The plastic sleeve of the cartridge in our bath/shower mixer faucet has crumbled(!) and fallen apart, so – unless there’s some way to get it working without the sleeve? – I need to find a replacement.
The problem is that the shape of the one-piece O-ring on the base of the cartridge is unique/unusual and I can’t find a match. The local plumbing outlets that I’ve tried just shrug and say buy a new unit, but I’d prefer not to do that if at all possible. Any help or suggestions would be appreciated!
The tap is a ‘Caesar’ brand mixer, and it’s about 15 years old. The cartridge seems to be a 40 mm and the part number on the shattered sleeve says HD-40C
What do you mean by “cartridge” and “plastic sleeve of the cartridge”?
I’m not getting what those mean in the context of a mixer faucet and how the not-an-O O-ring fits into that. Are you looking for a replacement O-ring or a replacement sleeve/cartridge?
Maybe a couple more photos would be useful?
It might actually be pretty cheap to just buy a new unit on Shopee or Ruten or wherever. Just looked at a few and there are alright-looking ones available for way under NT$1k.
Thanks for replying! Yeah, it’s the entire cartridge that I’m looking for. It would look exactly like this one – 40毫米陶瓷卡匣冷水龍頭陶瓷閥芯水龍頭gba502 | PChomeUSA 海外代購 – except that instead of the 3 o-rings and two pegs on the base of this one, ours has the joined-up 3-compartment o-ring pattern in the picture I posted.
(The part that’s failed in ours corresponds to the turquoise sleeve/case in the pchome image.)
I was going to say it might be hard tracking down replacement parts for a 15-year-old tap given how many products are available from different manufacturers, but if this is the company they seem to be pretty big and well established, so maybe you could try looking at their current models to see if you can find yours? Or something that looks similar, so you’d at least have a model number of the tap to search for?
Shopee and Ruten didn’t bring anything up for “HD-40C”, but I suppose it’s possible there might be an updated model number for that.
The company’s contact details are also given on the website, so you could try contacting them to ask about replacement parts too.
Thanks yeah, that’s it. The ceramic disk valve is actually inside the blue cartridge, but yeah, that’s the part I need.
I haven’t figured out how to navigate the Caesar website yet, and to be honest I’m not too hopeful because they seem to have stopped making mixer taps and their legacy support seems… poor – but it would definitely be worth trying to contact them.
Ah yes, thank you – I see all the mixer taps now! I’m not sure what I was doing wrong before, but anyway, there they are!
Unfortunately it’s still looking like a bust on the replacement cartridge. However, on the assumption that it’s going to be unobtainable, I have a new plan: find the cheapest generic 40mm cartridge I can get my hands on and cannibalize it for its shell and lever arm. I’ll post again to let you know how it goes. Meanwhile, thanks again for all your help!

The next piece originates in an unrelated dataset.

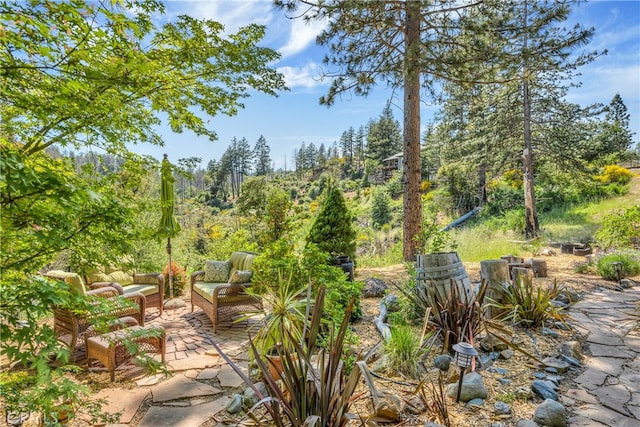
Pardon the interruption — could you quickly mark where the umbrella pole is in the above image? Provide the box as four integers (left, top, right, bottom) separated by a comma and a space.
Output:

I went to a local Caesar outlet and for 160 NT$ I bought one of these – DL02GJ DL02GJ
Then all I had to do was
discard the baseplate (because I’ll be installing to the original baseplate that’s already permanently mounted inside the faucet)

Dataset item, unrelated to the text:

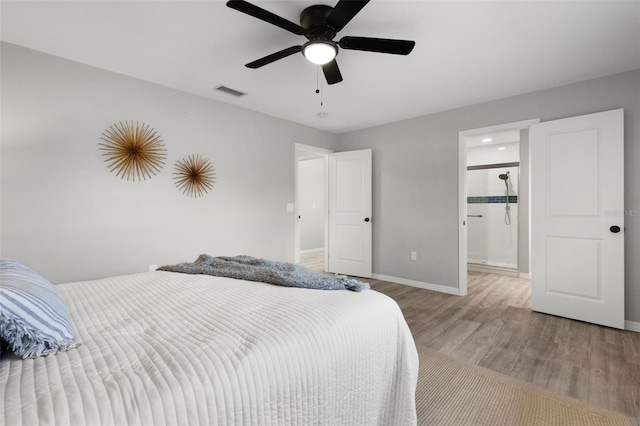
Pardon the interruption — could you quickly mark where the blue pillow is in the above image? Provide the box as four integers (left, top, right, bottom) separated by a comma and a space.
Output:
0, 259, 77, 358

swap out the bottom half of the ceramic valve and replace it with the equivalent piece from the original unit (this is the piece that has the seals with the unique configuration)
rotate all the internal parts except for the top plate by 180 degrees inside the sleeve (this is necessary because the lever in the new cartridge pivots in the opposite direction(!) to the lever in the old cartridge, so I need to reverse that; the top plate needs to stay un-rotated because it uses two stops inside the sleeve to limit the left/right movement of the faucet handle, and for that to work properly, the plate has to be kept in its original rotation)
enlarge one of the registration slots in the sleeve to accommodate the 180 deg rotation so that I can actually mount the thing in the desired orientation. (The unit has asymmetrical registration slots which are designed to prevent the unit from being installed the wrong way round, but in my case I actually need to mount it the ‘wrong’ way round because of step #3).
push/click the new unit into place and reassemble the rest of the faucet
Boom! Sorted!
So yeah, in the end it turned into a nice Sunday afternoon project. The whole process took about an hour once I’d figured out what I needed to do. Though tbh, I wasn’t 100% sure it would work until I actually turned the water back on again and saw that it was all good. Yay!
By the way the faucet in my new place leaks at the valve when I turn the water on, and the water will be restricted for a few seconds and then a torrent comes out. How can I fix this? what part do I need?